RFID provider targets midsize food firms

Related tags Beef jerky Rfid

Microsoft Business Solutions is working with a small US food
manufacturer on an RFID scheme designed to help small and midmarket
segment businesses meet RFID mandates and drive efficiencies in
internal operations.

Jack Link's Beef Jerky​, a US-based, midmarket segment international snack manufacturer whose clients include Wal-Mart and other large retailers, was identified by Microsoft​ as the type of small-scale firm that should be benefiting from RFID.

The Jack Link's Beef Jerky project is being implemented in four phases, with the support and involvement of several Microsoft partners. Avery Dennison is providing smart labels and RFID compliance testing services, SATO America is providing RFID label printers that have encoding and tag verification capabilities and SAMSys Technologies is delivering readers and antennas.

"By applying RFID across our entire supply chain, we hope to not only increase visibility and accuracy to a level we never thought possible, but also to largely automate all associated business processes,"​ said Karl Paepke, vice president of operations at Jack Link's Beef Jerky.

" We want to leapfrog the bar-code era and go straight to the finish line with RFID."

RFID technology is based on a relatively simple concept. It consists of two elements that communicate through radio transmission - a tag and a reader. The tag contains a small chip and an antenna and can be placed on any object. The information on the tag, such as an identification number, can be transmitted to an RFID reader over a distance of a few metres.

The technology is being driven hard by retailers such as Metro and Wal-Mart, which see RFID as the natural replacement of industry's current bar code-based tracking systems, allowing companies to automatically track inventory throughout an entire supply chain.

Wal-Mart is now but six months away from its deadline for the top 100 suppliers to put tags on all pallets and cases. In Europe, legislation enforcing manufacturing traceability comes into force in January 2005.

The first phase, which was completed in less than three weeks, involved tagging cases and pallets for select SKUs of beef jerky destined for the Wal-Mart distribution centre in North Texas. Even though Jack Link's Beef Jerky will not be impacted by trading partner mandates until at least 2006, the company decided to be proactive regarding RFID requirements.

"We know RFID is coming sooner or later, and we wanted to ensure we are ready to continue to better serve our customers,"​ said Paepke.

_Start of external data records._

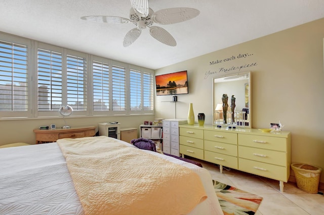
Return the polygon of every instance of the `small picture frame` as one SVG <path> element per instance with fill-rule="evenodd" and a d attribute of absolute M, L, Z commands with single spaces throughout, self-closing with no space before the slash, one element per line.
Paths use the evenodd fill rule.
<path fill-rule="evenodd" d="M 273 129 L 274 130 L 280 130 L 280 124 L 277 123 L 270 123 L 270 129 Z"/>

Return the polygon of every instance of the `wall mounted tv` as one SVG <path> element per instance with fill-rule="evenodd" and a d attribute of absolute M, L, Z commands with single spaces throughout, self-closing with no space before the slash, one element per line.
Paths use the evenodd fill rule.
<path fill-rule="evenodd" d="M 187 94 L 187 71 L 155 75 L 156 96 Z"/>

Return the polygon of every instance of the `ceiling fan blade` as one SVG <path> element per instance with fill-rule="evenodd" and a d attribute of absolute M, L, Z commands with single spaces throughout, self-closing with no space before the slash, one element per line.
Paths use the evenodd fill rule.
<path fill-rule="evenodd" d="M 156 11 L 152 15 L 152 19 L 156 23 L 167 25 L 188 20 L 195 18 L 200 13 L 193 8 L 168 8 Z"/>
<path fill-rule="evenodd" d="M 123 45 L 124 47 L 128 47 L 133 43 L 141 35 L 142 30 L 137 28 L 133 28 L 128 32 L 124 38 Z"/>
<path fill-rule="evenodd" d="M 137 15 L 141 17 L 148 15 L 148 0 L 131 0 L 132 7 Z"/>
<path fill-rule="evenodd" d="M 81 17 L 84 20 L 91 21 L 97 22 L 105 22 L 107 23 L 124 24 L 131 21 L 129 19 L 118 16 L 88 16 Z"/>
<path fill-rule="evenodd" d="M 163 44 L 170 46 L 177 46 L 177 42 L 171 34 L 160 27 L 151 27 L 150 28 L 150 34 Z"/>

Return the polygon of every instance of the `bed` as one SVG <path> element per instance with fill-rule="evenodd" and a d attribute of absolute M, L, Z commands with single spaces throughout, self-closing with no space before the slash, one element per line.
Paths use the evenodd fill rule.
<path fill-rule="evenodd" d="M 208 170 L 107 137 L 0 149 L 0 164 L 1 214 L 223 214 Z"/>

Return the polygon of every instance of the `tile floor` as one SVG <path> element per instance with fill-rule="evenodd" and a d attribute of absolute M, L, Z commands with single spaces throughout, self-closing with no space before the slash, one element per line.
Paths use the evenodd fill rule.
<path fill-rule="evenodd" d="M 324 196 L 302 191 L 295 183 L 285 183 L 284 192 L 280 193 L 277 181 L 235 169 L 223 168 L 221 174 L 219 166 L 196 160 L 210 171 L 213 179 L 263 197 L 256 215 L 324 214 Z"/>

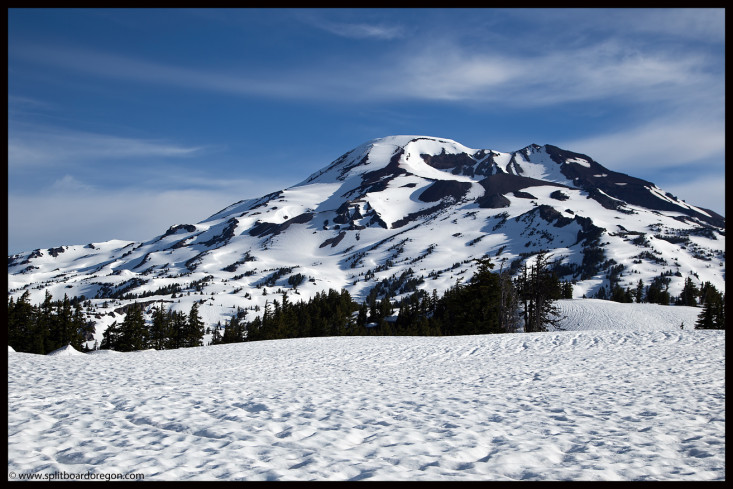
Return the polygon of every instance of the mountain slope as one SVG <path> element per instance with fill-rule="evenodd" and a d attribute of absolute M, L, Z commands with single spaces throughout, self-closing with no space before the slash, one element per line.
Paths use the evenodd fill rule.
<path fill-rule="evenodd" d="M 555 146 L 503 153 L 424 136 L 369 141 L 297 185 L 145 242 L 10 256 L 8 279 L 34 303 L 46 290 L 93 299 L 103 328 L 132 300 L 186 311 L 203 301 L 214 324 L 278 290 L 295 301 L 329 288 L 442 292 L 470 278 L 473 258 L 516 271 L 542 249 L 577 282 L 575 297 L 610 276 L 633 287 L 666 274 L 672 295 L 687 277 L 725 288 L 715 212 Z"/>

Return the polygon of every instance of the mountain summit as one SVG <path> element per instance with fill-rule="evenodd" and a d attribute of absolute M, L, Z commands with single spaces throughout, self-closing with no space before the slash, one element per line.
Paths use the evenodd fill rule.
<path fill-rule="evenodd" d="M 278 290 L 307 299 L 345 288 L 357 300 L 375 289 L 444 291 L 471 277 L 473 258 L 518 271 L 540 250 L 577 297 L 656 277 L 673 295 L 687 278 L 725 287 L 725 219 L 651 182 L 551 145 L 504 153 L 390 136 L 149 241 L 10 256 L 9 293 L 29 290 L 34 303 L 46 290 L 83 295 L 107 304 L 105 324 L 133 300 L 181 309 L 197 300 L 211 324 Z"/>

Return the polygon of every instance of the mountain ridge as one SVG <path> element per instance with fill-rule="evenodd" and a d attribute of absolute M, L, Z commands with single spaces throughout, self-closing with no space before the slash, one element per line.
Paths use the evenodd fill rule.
<path fill-rule="evenodd" d="M 517 271 L 540 250 L 576 282 L 577 297 L 664 274 L 673 294 L 687 277 L 724 290 L 725 218 L 713 211 L 549 144 L 506 153 L 404 135 L 370 140 L 296 185 L 148 241 L 9 256 L 9 294 L 102 304 L 125 294 L 168 300 L 156 291 L 176 285 L 194 292 L 182 309 L 208 296 L 201 310 L 216 323 L 232 308 L 264 306 L 268 288 L 303 299 L 345 288 L 358 300 L 385 281 L 398 295 L 443 291 L 470 277 L 473 258 Z M 296 274 L 306 279 L 293 287 Z"/>

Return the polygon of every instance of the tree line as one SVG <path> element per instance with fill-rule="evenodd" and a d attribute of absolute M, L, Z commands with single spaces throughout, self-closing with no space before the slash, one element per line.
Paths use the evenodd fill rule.
<path fill-rule="evenodd" d="M 15 351 L 45 355 L 67 345 L 84 350 L 94 331 L 94 323 L 84 317 L 81 302 L 72 306 L 66 294 L 62 300 L 53 301 L 46 291 L 39 305 L 30 303 L 27 290 L 17 301 L 8 299 L 8 345 Z"/>
<path fill-rule="evenodd" d="M 442 297 L 418 290 L 399 301 L 369 294 L 361 304 L 346 290 L 318 293 L 297 303 L 267 302 L 262 316 L 246 320 L 239 309 L 224 326 L 214 329 L 212 344 L 281 338 L 343 335 L 449 336 L 546 331 L 559 318 L 555 301 L 572 297 L 572 284 L 561 282 L 546 253 L 525 264 L 512 280 L 508 270 L 493 272 L 488 258 L 477 259 L 468 283 L 456 283 Z"/>
<path fill-rule="evenodd" d="M 239 308 L 222 328 L 213 327 L 212 344 L 260 341 L 282 338 L 344 335 L 424 335 L 449 336 L 492 333 L 540 332 L 558 325 L 561 318 L 556 301 L 572 298 L 572 284 L 558 279 L 554 264 L 546 252 L 525 263 L 512 278 L 511 270 L 494 271 L 488 258 L 474 260 L 474 275 L 460 281 L 442 296 L 433 290 L 417 290 L 396 300 L 388 293 L 381 300 L 369 294 L 361 304 L 348 291 L 319 292 L 311 299 L 293 303 L 284 293 L 280 300 L 265 304 L 261 315 L 247 320 L 247 311 Z M 662 282 L 655 282 L 654 288 Z M 631 300 L 639 298 L 636 290 L 624 293 Z M 666 289 L 661 289 L 666 292 Z M 655 292 L 652 292 L 654 294 Z M 702 305 L 695 324 L 697 329 L 724 329 L 725 294 L 705 282 L 698 288 L 686 280 L 677 302 Z M 8 341 L 16 351 L 49 353 L 66 345 L 86 351 L 86 340 L 94 333 L 94 324 L 84 320 L 81 304 L 64 296 L 63 300 L 46 298 L 40 305 L 29 302 L 26 291 L 17 301 L 8 301 Z M 667 301 L 667 304 L 669 301 Z M 114 322 L 103 335 L 99 348 L 132 351 L 154 348 L 174 349 L 203 345 L 205 325 L 198 303 L 188 314 L 153 307 L 152 318 L 145 320 L 142 305 L 126 307 L 121 323 Z M 95 346 L 96 347 L 96 346 Z"/>

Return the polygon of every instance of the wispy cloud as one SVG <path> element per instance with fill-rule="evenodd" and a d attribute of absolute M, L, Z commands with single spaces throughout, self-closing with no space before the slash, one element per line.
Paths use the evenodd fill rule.
<path fill-rule="evenodd" d="M 210 188 L 100 189 L 74 177 L 58 180 L 50 191 L 8 195 L 8 252 L 124 239 L 144 241 L 174 224 L 199 222 L 240 198 L 259 197 L 282 187 L 268 181 L 240 180 L 238 192 Z M 84 188 L 84 191 L 80 189 Z"/>
<path fill-rule="evenodd" d="M 200 146 L 37 125 L 13 125 L 8 130 L 8 166 L 16 169 L 95 159 L 181 158 L 203 150 Z"/>
<path fill-rule="evenodd" d="M 301 18 L 318 29 L 351 39 L 393 40 L 404 37 L 406 34 L 403 26 L 384 22 L 336 22 L 313 13 L 303 15 Z"/>
<path fill-rule="evenodd" d="M 723 121 L 669 118 L 623 131 L 567 140 L 558 144 L 592 155 L 609 168 L 634 172 L 725 158 Z"/>

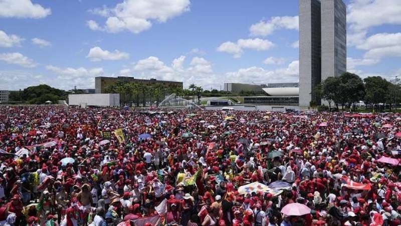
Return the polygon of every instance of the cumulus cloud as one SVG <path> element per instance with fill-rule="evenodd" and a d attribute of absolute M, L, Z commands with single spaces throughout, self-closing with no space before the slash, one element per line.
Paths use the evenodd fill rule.
<path fill-rule="evenodd" d="M 298 16 L 275 16 L 268 21 L 261 20 L 252 24 L 249 28 L 249 31 L 252 36 L 265 36 L 272 34 L 279 29 L 298 30 Z"/>
<path fill-rule="evenodd" d="M 294 48 L 299 48 L 299 40 L 295 41 L 291 44 L 291 47 Z"/>
<path fill-rule="evenodd" d="M 363 44 L 371 28 L 401 24 L 398 0 L 353 0 L 348 5 L 347 12 L 347 42 L 351 46 Z"/>
<path fill-rule="evenodd" d="M 283 58 L 274 58 L 270 56 L 263 60 L 265 64 L 282 64 L 285 62 L 285 59 Z"/>
<path fill-rule="evenodd" d="M 90 10 L 107 18 L 104 26 L 99 26 L 94 20 L 87 24 L 92 30 L 137 34 L 149 29 L 154 22 L 165 22 L 188 11 L 190 4 L 189 0 L 124 0 L 113 8 L 103 6 Z"/>
<path fill-rule="evenodd" d="M 50 15 L 52 10 L 31 0 L 0 0 L 0 17 L 38 19 Z"/>
<path fill-rule="evenodd" d="M 25 56 L 20 52 L 0 54 L 0 60 L 9 64 L 19 65 L 24 68 L 35 68 L 37 65 L 32 59 Z"/>
<path fill-rule="evenodd" d="M 250 49 L 257 51 L 267 50 L 274 46 L 275 44 L 267 40 L 260 38 L 240 39 L 236 43 L 226 42 L 217 48 L 220 52 L 224 52 L 233 55 L 234 58 L 239 58 L 244 52 L 244 49 Z"/>
<path fill-rule="evenodd" d="M 16 34 L 7 34 L 0 30 L 0 47 L 14 47 L 21 46 L 24 38 Z"/>
<path fill-rule="evenodd" d="M 99 46 L 95 46 L 89 50 L 89 53 L 86 56 L 91 61 L 96 62 L 102 60 L 118 60 L 129 58 L 129 54 L 127 52 L 120 52 L 116 50 L 114 52 L 103 50 Z"/>
<path fill-rule="evenodd" d="M 87 21 L 86 25 L 89 28 L 89 29 L 92 30 L 104 30 L 104 28 L 101 27 L 95 20 L 90 20 Z"/>
<path fill-rule="evenodd" d="M 46 67 L 48 70 L 56 73 L 59 76 L 60 79 L 69 80 L 70 78 L 76 78 L 80 77 L 94 78 L 103 74 L 103 68 L 94 68 L 87 69 L 81 67 L 77 68 L 59 68 L 53 65 L 48 65 Z"/>
<path fill-rule="evenodd" d="M 354 70 L 358 66 L 367 66 L 377 64 L 379 60 L 376 59 L 355 59 L 347 58 L 347 70 Z"/>
<path fill-rule="evenodd" d="M 286 68 L 273 70 L 252 66 L 240 68 L 236 72 L 226 74 L 226 78 L 232 82 L 266 84 L 275 82 L 293 82 L 298 80 L 299 62 L 293 61 Z"/>
<path fill-rule="evenodd" d="M 31 40 L 32 43 L 41 47 L 46 47 L 52 46 L 52 44 L 45 40 L 34 38 Z"/>

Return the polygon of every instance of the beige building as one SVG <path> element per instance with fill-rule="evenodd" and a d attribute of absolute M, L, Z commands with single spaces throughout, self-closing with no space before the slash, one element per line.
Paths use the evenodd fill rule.
<path fill-rule="evenodd" d="M 136 83 L 138 84 L 160 84 L 168 87 L 174 86 L 182 88 L 182 82 L 163 81 L 156 80 L 155 78 L 142 80 L 135 78 L 134 77 L 96 77 L 95 78 L 95 88 L 96 94 L 104 94 L 105 89 L 108 86 L 121 80 L 124 82 Z"/>

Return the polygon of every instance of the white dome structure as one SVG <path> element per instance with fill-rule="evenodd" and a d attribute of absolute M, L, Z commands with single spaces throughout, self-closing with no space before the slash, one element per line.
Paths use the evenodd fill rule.
<path fill-rule="evenodd" d="M 299 96 L 299 87 L 274 87 L 263 88 L 269 96 Z"/>

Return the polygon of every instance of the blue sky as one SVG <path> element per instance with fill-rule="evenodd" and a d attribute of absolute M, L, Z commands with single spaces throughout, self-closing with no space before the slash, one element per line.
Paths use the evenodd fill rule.
<path fill-rule="evenodd" d="M 347 0 L 348 70 L 401 76 L 399 0 Z M 0 0 L 0 89 L 298 80 L 295 0 Z"/>

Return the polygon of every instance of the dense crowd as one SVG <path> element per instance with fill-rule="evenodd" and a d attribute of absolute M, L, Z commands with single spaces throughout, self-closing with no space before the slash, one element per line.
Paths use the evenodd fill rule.
<path fill-rule="evenodd" d="M 401 224 L 399 114 L 159 110 L 0 108 L 0 225 Z"/>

The second phase will leverage RFID in connection with Microsoft Navision for manufacturing tracking. RFID tags will be attached to totes and racks in a closed-loop system and will replace the existing manual auditing process with automated recording of ingredient lot and finished products tracking.

"Given the large number of production steps and speed of operations, it would be uneconomical if not impossible to perform the required auditing steps using manual intervention,"​ said Donavan Lane, president of ABC Computers.

The third phase of the project will extend the process to raw-material supplies, to record lot information as part of the receiving and picking processes. It will enable Jack Link's Beef Jerky to generate an automatic record of all raw materials going into a specific batch of product.

The fourth and final phase will leverage RFID in the distribution process to automate internal stock transfers from the company's manufacturing sites to its central distribution centre. By leveraging the increased visibility and inventory accuracy across its supply chain from end to end, Jack Link's Beef Jerky expects to shorten cycle times, improve delivery performance and increase inventory turns.

Nadella says although the current driver of RFID adoption is a business's desire to be compliant with trading partners, the example of Jack Link's Beef Jerky shows that innovative midmarket segment companies understand the technology as a potential source of competitive advantage.

"Furthermore, this project is evidence of our mandate to democratise RFID by bringing it to small and midsize companies,"​ Nadella said.

Microsoft Business Solutions plans to include RFID technology as part of its ERP solutions, enabling small and midsize customers to fully leverage the technology while retaining a familiar, easy-to-manage IT environment.

Microsoft Business Solutions presented details of its Jack Link's Beef Jerky scheme at EPC Global 2004​ in Baltimore, US. The conference ends tomorrow.

"We continue to strive to make complex things simple for our small- and midsize-business customers, building solutions that meet their unique requirements and enable small and midsize businesses to function more like large enterprise companies,"​ said Satya Nadella, corporate vice president of Microsoft Business Solutions.

"This RFID project with Jack Link's Beef Jerky is an excellent example of this work in action."

EPCglobal Inc, a joint venture of EAN International and the Uniform Code Council, Inc. (UCC) is a not-for-profit organisation entrusted by industry to establish and support the EPCglobal Network as the global standard for real-time, automatic identification of information in the supply chain of any company, anywhere in the world.

The EPCglobal Network combines Radio Frequency Identification (RFID) technology, existing communications network infrastructure, and the Electronic Product Code (a number for uniquely identifying an item) to enable accurate, cost-efficient visibility of information in the supply chain.